This is also recommended as good recovery in many other health/fitness/sports areas.
As already said get a good peanut butter such as whole earth - nuts, a pinch of salt and oil - nothing else. about £2.30 for 454g in Tesco B0)


----------



## davidg (21 Apr 2010)

it tastes nice. end of!


----------



## TijnUK (21 Apr 2010)

Twice I 've tried to have a sandwich with peanut butter before a ride and my friend once. Three times it ended up on the road, , while cycling and it leaves a very bad after taste. Never tried it after a ride though?


----------



## mr Mag00 (21 Apr 2010)

it sticks to your palette, yuck


----------



## palinurus (21 Apr 2010)

Sod recovery, for the first evening 10 of the year tomorrow I've got peanut butter sandwiches ready to eat at my desk three hours before the off. Along with a banana and some figs. Is that fast food? we'll see.

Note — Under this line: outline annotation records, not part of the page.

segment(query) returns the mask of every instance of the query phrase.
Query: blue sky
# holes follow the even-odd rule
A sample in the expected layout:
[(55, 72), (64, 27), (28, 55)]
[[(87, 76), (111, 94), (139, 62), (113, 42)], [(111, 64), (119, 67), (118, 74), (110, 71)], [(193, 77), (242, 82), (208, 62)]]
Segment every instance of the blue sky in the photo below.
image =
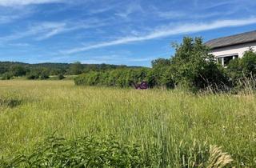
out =
[(252, 0), (0, 0), (0, 61), (150, 66), (183, 36), (256, 30)]

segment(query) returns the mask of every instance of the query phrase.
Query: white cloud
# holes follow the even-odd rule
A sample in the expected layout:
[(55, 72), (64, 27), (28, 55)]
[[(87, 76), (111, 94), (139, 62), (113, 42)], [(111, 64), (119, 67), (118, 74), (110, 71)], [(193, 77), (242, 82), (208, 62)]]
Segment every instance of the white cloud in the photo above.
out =
[(106, 22), (98, 19), (88, 19), (82, 22), (38, 22), (29, 26), (26, 30), (18, 30), (9, 36), (0, 37), (0, 42), (17, 40), (24, 38), (33, 38), (41, 41), (52, 38), (53, 36), (74, 31), (77, 30), (86, 30), (104, 26)]
[(101, 43), (86, 46), (78, 48), (74, 48), (67, 50), (62, 50), (62, 53), (64, 54), (74, 54), (82, 52), (92, 49), (102, 48), (106, 46), (127, 44), (130, 42), (142, 42), (154, 38), (165, 38), (175, 34), (182, 34), (186, 33), (195, 33), (204, 30), (210, 30), (214, 29), (219, 29), (224, 27), (232, 27), (232, 26), (241, 26), (245, 25), (250, 25), (256, 23), (256, 18), (246, 18), (246, 19), (238, 19), (238, 20), (218, 20), (213, 22), (202, 22), (202, 23), (193, 23), (193, 24), (183, 24), (179, 26), (172, 27), (166, 26), (161, 29), (157, 29), (153, 32), (143, 35), (143, 36), (131, 36), (126, 37), (118, 40), (114, 40), (110, 42), (103, 42)]
[(27, 6), (44, 3), (62, 2), (63, 0), (0, 0), (0, 6)]

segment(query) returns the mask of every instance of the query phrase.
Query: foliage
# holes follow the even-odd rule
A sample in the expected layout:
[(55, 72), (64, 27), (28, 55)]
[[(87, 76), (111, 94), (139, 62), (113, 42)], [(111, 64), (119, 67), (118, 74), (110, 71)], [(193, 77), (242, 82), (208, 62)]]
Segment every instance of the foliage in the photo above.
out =
[(73, 141), (50, 137), (29, 155), (19, 155), (4, 167), (146, 167), (142, 147), (126, 146), (113, 137), (79, 138)]
[(175, 82), (195, 90), (229, 86), (222, 67), (215, 63), (202, 38), (184, 38), (182, 44), (174, 47), (176, 53), (170, 62)]
[[(207, 167), (210, 145), (213, 151), (214, 145), (222, 146), (222, 152), (212, 152), (215, 163), (229, 161), (218, 157), (227, 152), (234, 161), (226, 167), (256, 166), (254, 94), (195, 95), (179, 90), (78, 87), (66, 80), (13, 80), (0, 81), (0, 98), (3, 162), (20, 154), (31, 156), (43, 148), (34, 144), (55, 133), (65, 138), (64, 148), (79, 137), (101, 141), (113, 134), (122, 146), (138, 145), (140, 159), (153, 167)], [(12, 100), (22, 103), (10, 108)]]
[(74, 79), (76, 85), (106, 86), (129, 87), (134, 83), (146, 80), (150, 70), (141, 69), (117, 69), (105, 72), (88, 72), (78, 76)]
[(71, 74), (80, 74), (83, 70), (83, 66), (80, 62), (74, 62), (70, 68), (70, 71)]
[[(137, 66), (115, 66), (108, 64), (81, 64), (80, 62), (69, 63), (39, 63), (27, 64), (17, 62), (0, 62), (0, 76), (5, 74), (11, 77), (26, 75), (27, 78), (39, 78), (38, 74), (44, 70), (48, 75), (56, 76), (59, 74), (75, 75), (82, 72), (106, 71), (119, 68), (136, 69)], [(39, 75), (40, 76), (40, 75)]]
[[(155, 148), (154, 146), (154, 148)], [(187, 148), (187, 150), (185, 149)], [(233, 159), (221, 147), (206, 143), (193, 146), (181, 142), (178, 165), (181, 167), (218, 167), (230, 166)], [(31, 154), (13, 159), (0, 159), (3, 167), (166, 167), (171, 163), (161, 160), (163, 154), (151, 149), (145, 155), (141, 145), (124, 145), (114, 136), (83, 137), (74, 140), (49, 137), (38, 143)], [(159, 162), (160, 161), (160, 162)], [(178, 166), (176, 165), (176, 166)]]
[(250, 49), (242, 58), (231, 60), (226, 72), (233, 82), (233, 92), (256, 87), (256, 53)]
[(231, 60), (226, 70), (234, 82), (243, 78), (256, 78), (256, 53), (250, 50), (242, 58)]

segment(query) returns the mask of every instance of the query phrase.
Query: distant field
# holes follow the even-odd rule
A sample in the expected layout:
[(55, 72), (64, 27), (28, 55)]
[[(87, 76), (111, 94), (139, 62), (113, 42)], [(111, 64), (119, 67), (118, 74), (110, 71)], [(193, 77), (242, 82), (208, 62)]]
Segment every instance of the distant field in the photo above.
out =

For recovery I'll be drinking tea, when I get home I'll have some fish.


----------



## Blue (21 Apr 2010)

I did my first club 10 tonight and had pancakes with peanut butter, a handful of raisins and a cup of tea 2hrs pre event. I managed 27:41, which I think was ok for someone who is 56 in a few weeks - I'm happy anyway!


----------



## SimonC (22 Apr 2010)

palinurus said:


> Sod recovery, for the first evening 10 of the year tomorrow I've got peanut butter sandwiches ready to eat at my desk three hours before the off. Along with a banana and some figs. Is that fast food? we'll see.
> 
> For recovery I'll be drinking tea, when I get home I'll have some fish.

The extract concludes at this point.